S'il est en Est, la situation est la suivante :

      A D 4 2
   8
V 9 7 5

     R 10 6 3

Le déclarant peut alors réaliser toutes les levées, s'il a commencé par jouer les deux honneurs du mort. Au deuxième tour de la couleur, il s'aperçoit de la défausse d'Ouest et est alors en position de capturer le Valet grâce à sa fourchette Roi - 10. Il joue à cartes ouvertes et peut faire l'impasse marquée au Valet. Jouer l'As et la Dame est une précaution - ça ne coûte rien ! - contre la distribution 4-1 de la couleur.

Voici un autre exemple :

 

R V 8 4 2
A 7 6 5 3

Là encore, pas question de faire l'impasse à la Dame avec dix cartes entre les deux mains. Mais tant qu'à faire de jouer As et Roi, par lequel commencer ?

La répartition du résidu qui permet de réaliser cinq levées sans problème est le partage 2-1 des trois cartes manquantes.
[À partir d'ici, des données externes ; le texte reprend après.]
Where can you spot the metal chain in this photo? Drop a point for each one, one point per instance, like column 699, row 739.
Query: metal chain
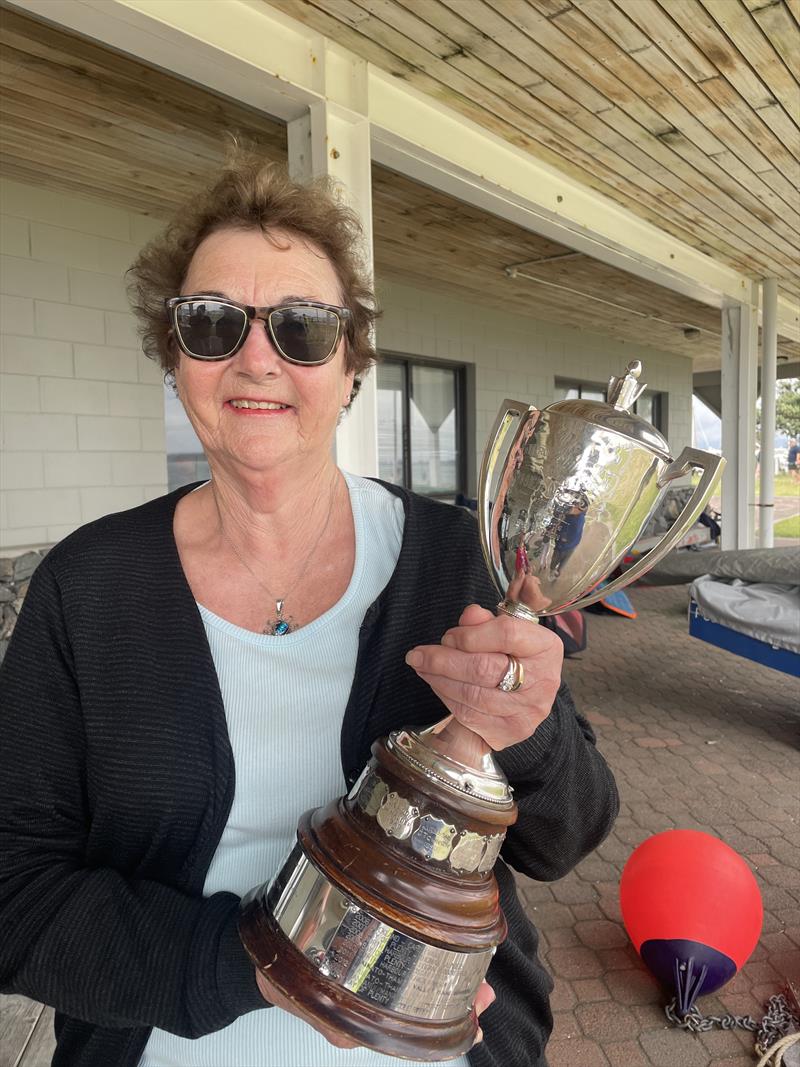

Si elles sont toutes trois dans la même main, il faudra faire l'impasse à la Dame au deuxième tour, une fois qu'on se sera aperçu que l'un des adversaires n'a pas fourni. Pour y parvenir, il faut conserver la fourchette Roi-Valet :

 

 

 

             R V 8 4 2
   D 10 9
-

            A 7 6 5 3

Sud commence par jouer l'As et observe la défausse d'Est. Au deuxième tour, il rejoue un petit de sa main vers le mort, et il lui suffit de couvrir la carte fournie par Ouest pour réaliser cinq levées.

 

Tirer une ou plusieurs cartes maîtresses dans une couleur, permet d'obtenir des renseignements sur la répartition des cartes adverses.

Prèserver une fourchette dans l'une des deux mains, permet de prévenir une mauvaise répartition du résidu et d'agir en conséquence.